Attention, la législation concernant le bail étudiant est différente en Wallonie et à Bruxelles. En effet, le bail est une matière régionalisée, et non plus fédérale. Chaque Région détermine ses propres règles en matière de baux d’habitation. En Wallonie, les nouvelles règles sont en application depuis 2018.

Vous retrouverez la législation dans le Décret de la Région wallonne du 15 mars 2018 relatif au bail d’habitation (mis à jour le 16 juillet 2024).

Cette page est dédiée à la législation wallonne. Sur ce lien, vous retrouverez des informations sur le bail étudiant à Bruxelles : https://www.jeminforme.be/louer-un-kot-etudiant-a-bruxelles/

Les règles de bail étudiant en Wallonie

Le cadre juridique en bref :

Le Décret de la Région wallonne du 15 mars 2018 relatif au bail d’habitation couvre tout type de bail d’habitation, c’est-à-dire l’ensemble des baux portant sur un logement en Wallonie (baux de résidence principale, baux de colocation, baux étudiants et baux glissants).

Pour tout aspect non réglementé spécifiquement par le Décret, les règles relatives au bail de résidence principale ou de droit commun s’appliquent.

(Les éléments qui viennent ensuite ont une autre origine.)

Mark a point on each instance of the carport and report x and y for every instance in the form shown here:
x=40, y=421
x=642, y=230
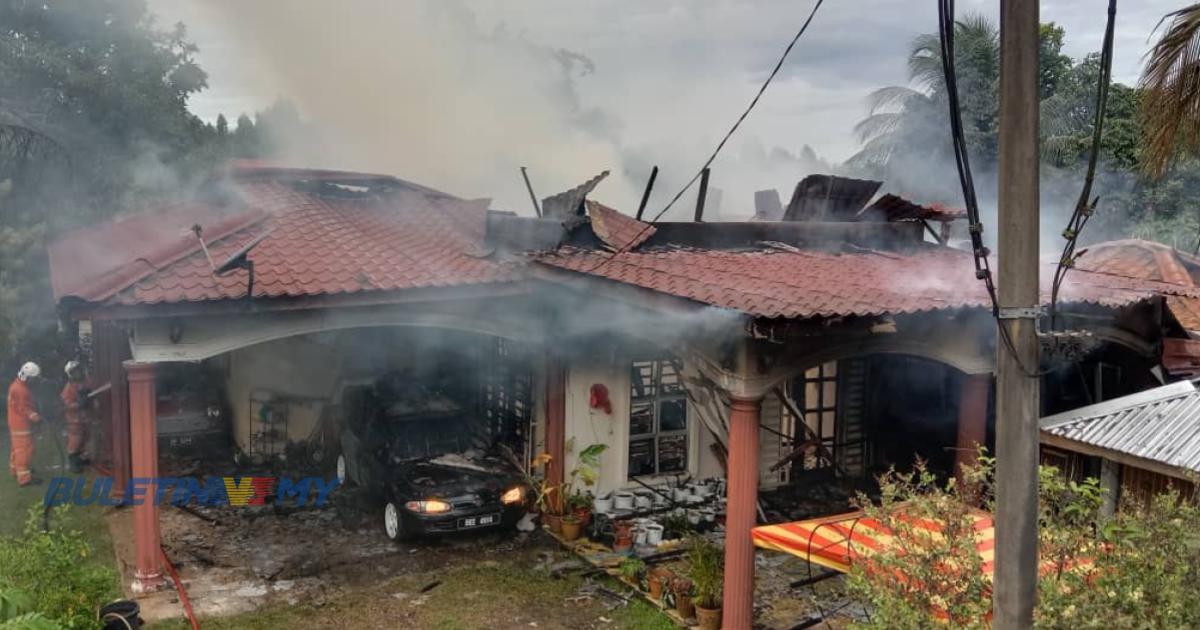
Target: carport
x=275, y=276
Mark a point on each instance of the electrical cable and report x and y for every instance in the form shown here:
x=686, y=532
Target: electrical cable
x=1085, y=207
x=946, y=25
x=720, y=144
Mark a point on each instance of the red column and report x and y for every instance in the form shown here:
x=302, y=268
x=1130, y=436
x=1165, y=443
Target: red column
x=556, y=418
x=972, y=419
x=117, y=351
x=144, y=442
x=742, y=510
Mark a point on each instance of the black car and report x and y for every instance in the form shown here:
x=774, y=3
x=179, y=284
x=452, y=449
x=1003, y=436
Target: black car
x=415, y=454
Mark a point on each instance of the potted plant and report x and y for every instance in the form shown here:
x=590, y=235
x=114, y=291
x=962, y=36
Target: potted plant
x=571, y=527
x=707, y=573
x=541, y=490
x=681, y=587
x=631, y=570
x=581, y=507
x=586, y=472
x=659, y=577
x=622, y=535
x=676, y=526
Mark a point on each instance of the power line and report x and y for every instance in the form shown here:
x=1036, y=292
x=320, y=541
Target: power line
x=946, y=25
x=1085, y=207
x=725, y=139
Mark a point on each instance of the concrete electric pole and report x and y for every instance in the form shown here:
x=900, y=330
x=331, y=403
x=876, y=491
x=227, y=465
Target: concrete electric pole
x=1017, y=383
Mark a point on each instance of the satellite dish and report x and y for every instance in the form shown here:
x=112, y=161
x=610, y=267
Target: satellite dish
x=238, y=259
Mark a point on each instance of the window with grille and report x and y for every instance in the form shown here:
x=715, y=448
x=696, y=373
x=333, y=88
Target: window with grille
x=658, y=419
x=820, y=407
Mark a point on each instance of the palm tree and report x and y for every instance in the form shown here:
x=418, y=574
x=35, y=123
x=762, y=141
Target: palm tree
x=1170, y=82
x=913, y=118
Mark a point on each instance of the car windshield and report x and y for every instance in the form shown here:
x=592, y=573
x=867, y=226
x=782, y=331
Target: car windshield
x=429, y=437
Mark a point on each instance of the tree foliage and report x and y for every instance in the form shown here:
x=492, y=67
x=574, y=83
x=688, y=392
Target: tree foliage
x=1170, y=83
x=906, y=137
x=94, y=120
x=1138, y=569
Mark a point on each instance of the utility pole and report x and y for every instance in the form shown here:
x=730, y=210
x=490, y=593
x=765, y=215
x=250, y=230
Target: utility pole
x=1017, y=384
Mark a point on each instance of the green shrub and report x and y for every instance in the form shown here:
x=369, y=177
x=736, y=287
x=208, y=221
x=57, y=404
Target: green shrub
x=1141, y=568
x=57, y=573
x=706, y=567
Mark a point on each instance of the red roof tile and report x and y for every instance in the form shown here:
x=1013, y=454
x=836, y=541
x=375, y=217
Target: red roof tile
x=1152, y=267
x=1139, y=259
x=799, y=283
x=618, y=231
x=315, y=245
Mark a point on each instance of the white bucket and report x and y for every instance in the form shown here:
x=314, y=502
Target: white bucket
x=653, y=534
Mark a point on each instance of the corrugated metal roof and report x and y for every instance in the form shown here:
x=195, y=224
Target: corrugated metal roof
x=1162, y=425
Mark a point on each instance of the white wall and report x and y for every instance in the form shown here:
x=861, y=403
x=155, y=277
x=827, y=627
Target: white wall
x=295, y=367
x=589, y=426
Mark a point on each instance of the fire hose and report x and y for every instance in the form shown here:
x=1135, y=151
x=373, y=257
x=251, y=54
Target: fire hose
x=180, y=589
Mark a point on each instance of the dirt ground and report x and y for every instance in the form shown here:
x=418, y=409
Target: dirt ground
x=261, y=567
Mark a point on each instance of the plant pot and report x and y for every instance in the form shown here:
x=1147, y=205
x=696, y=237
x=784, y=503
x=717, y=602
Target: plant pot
x=659, y=580
x=583, y=515
x=571, y=528
x=708, y=618
x=655, y=587
x=684, y=606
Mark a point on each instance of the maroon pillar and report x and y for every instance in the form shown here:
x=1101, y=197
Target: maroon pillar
x=742, y=509
x=119, y=408
x=556, y=418
x=144, y=442
x=972, y=420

Des modifications concernant le bail étudiant en Wallonie sont entrées en vigueur le 1er juin 2023, offrant plus de flexibilité et de souplesse aux étudiants :

  • L’étudiant disposait de 3 mois pour apporter la preuve qu’il est bien inscrit dans un établissement d’enseignement secondaire ou supérieur. Ce délai est depuis passé à 6 mois avec une prorogation possible de 2 mois. De plus, en cas de non-respect de cette obligation, la sanction ne sera plus l’application automatique du régime du bail d’habitation de droit commun.
  • Le bail étudiant prend fin à l’expiration de la durée convenue. Vous ne devez donc plus donner un préavis d’un mois.
  • Les garanties locatives des baux étudiants en Wallonie ne peuvent plus dépasser 2 mois de loyer.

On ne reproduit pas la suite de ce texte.